After WWII it was made almost illegal for American companies to actively take part in the rebuilding of Europe because it was believed that they would probably take advantage of Europe’s battered state. Similarly, it was felt that the best way to get Europe’s economy going again was to let European businesses do the reconstruction.
This just seems logical. If local businesses are doing the work and local labour is employed then the local economy will benefit. And it worked, Europe bounced back from the worst war in history with surprising speed.
So, since this proved that a local approach is highly effective when the US wanted to rebuild Iraq they naturally used the local construction industry, right?
No, of course not. They gave the reconstruction and service delivery contracts to Halliburton, Bechtel and a bunch of other American companies.
This is bad, and not just because it means that the local companies (who know the area, the culture, the language) will not benefit from the reconstruction and that American and Iraqi tax money will simply be funneled straight to US corporations.
It’s also bad because US contractors were made largely immune to prosecution under Iraqi law, something that has only recently been challenged. This immunity was made for all US military personnel. Then it was extended to the mercenaries (oh, I’m sorry, “security contractors”) who were doing much of the military’s work in Iraq.
Things finally came to a head when a private security and reconstruction contractor called ‘Custer Battles’ (I swear, you can’t make this shit up) was found to be simply lying about doing the work it was paid to do.
But ‘CB’ had a defence ready. They claimed that because their work was so closely intertwined with that of the US government that it should also be immune from prosecution.
That’s how corrupt the US presence in Iraq is. It is so corrupt that a private company can claim, in court, that there is no difference between business and government.

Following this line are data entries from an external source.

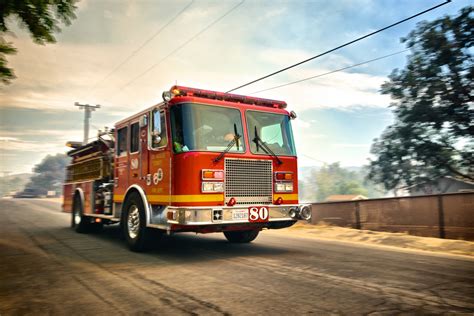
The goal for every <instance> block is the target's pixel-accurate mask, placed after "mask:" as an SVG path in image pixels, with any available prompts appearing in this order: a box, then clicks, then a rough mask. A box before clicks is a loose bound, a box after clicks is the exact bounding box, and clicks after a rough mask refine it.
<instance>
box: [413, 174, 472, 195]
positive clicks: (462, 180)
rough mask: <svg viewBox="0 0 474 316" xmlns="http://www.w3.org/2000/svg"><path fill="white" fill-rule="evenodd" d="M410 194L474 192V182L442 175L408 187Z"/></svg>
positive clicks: (435, 193)
mask: <svg viewBox="0 0 474 316" xmlns="http://www.w3.org/2000/svg"><path fill="white" fill-rule="evenodd" d="M408 191H409V192H410V195H412V196H413V195H426V194H440V193H456V192H469V191H471V192H474V182H471V181H466V180H460V179H456V178H453V177H449V176H447V177H442V178H439V179H438V180H436V181H434V182H430V183H422V184H416V185H413V186H411V187H409V188H408Z"/></svg>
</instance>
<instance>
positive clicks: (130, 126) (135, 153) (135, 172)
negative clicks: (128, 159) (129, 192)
mask: <svg viewBox="0 0 474 316" xmlns="http://www.w3.org/2000/svg"><path fill="white" fill-rule="evenodd" d="M140 141H141V138H140V124H139V122H138V121H137V122H134V123H132V124H130V146H129V151H130V154H129V166H130V168H129V174H128V185H129V186H130V185H132V184H135V183H138V182H139V181H140V180H141V179H140V173H141V165H140V161H141V153H140Z"/></svg>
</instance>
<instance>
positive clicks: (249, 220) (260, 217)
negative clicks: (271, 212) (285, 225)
mask: <svg viewBox="0 0 474 316" xmlns="http://www.w3.org/2000/svg"><path fill="white" fill-rule="evenodd" d="M248 213H249V222H250V223H264V222H268V220H269V219H270V211H269V210H268V208H267V207H266V206H252V207H249V209H248Z"/></svg>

But there is a further problem.
You see friends, the reason why the free market is a good idea (kinda) is because it means that companies have to offer a good service, or they won’t get any work.
There are two ways that this is enforced: competition and the law. Since US contractors in Iraq were pretty much invulnerable from a legal perspective there was no disincentive to acting illegally. But companies are supposed to compete with other companies to get work, so companies that don’t do their job soon go out of business, right?
Wrong, because many of the contractors in Iraq did not have to compete with other companies for their work. In fact Halliburton got millions and millions of dollars in contracts without even having to bid. They just said “I want that contract” and the government said “ok”.
Was this done because Buchey-Feld knew that those companies would pay them huge bribes?
Yes, it was.
So since the companies could not be prosecuted and were in no danger of losing their contracts it comes as no surprise that many of them just didn’t do what they were supposed to do.
To see the proof of this one only needs to look at the state of service delivery. Hospitals remain unbuilt, education is unavailable, roads and sewers are falling apart.
When the contractors are asked why this is they say that Iraq is just too dangerous and that the violence prevented them from doing their jobs.
Which is weird, because when you look at how foreign companies have been treating the now-privatised oil reserves you see that Iraq’s oil production is back up to several million barrels.
So the violence stops the people from benefiting, but you better believe the oil is coming out.
Because similar things were done in Chile, Russia, and New Orleans: there was some sort of disaster and in the wake corporations swooped in to take charge and fuck things up, horribly, while making massive profits.
So Iraq wasn’t about oil, it was about everything. Everything in Iraq, and everything outside of it, and the desire of private industries to suck everything of value from areas of the world to battered too defend themselves
[Standard Disclaimer: this post was entirely my own opinion and was not paid for in any way, directly or otherwise, by anyone or anything that stands to gain in any way from the ideas expressed herein.]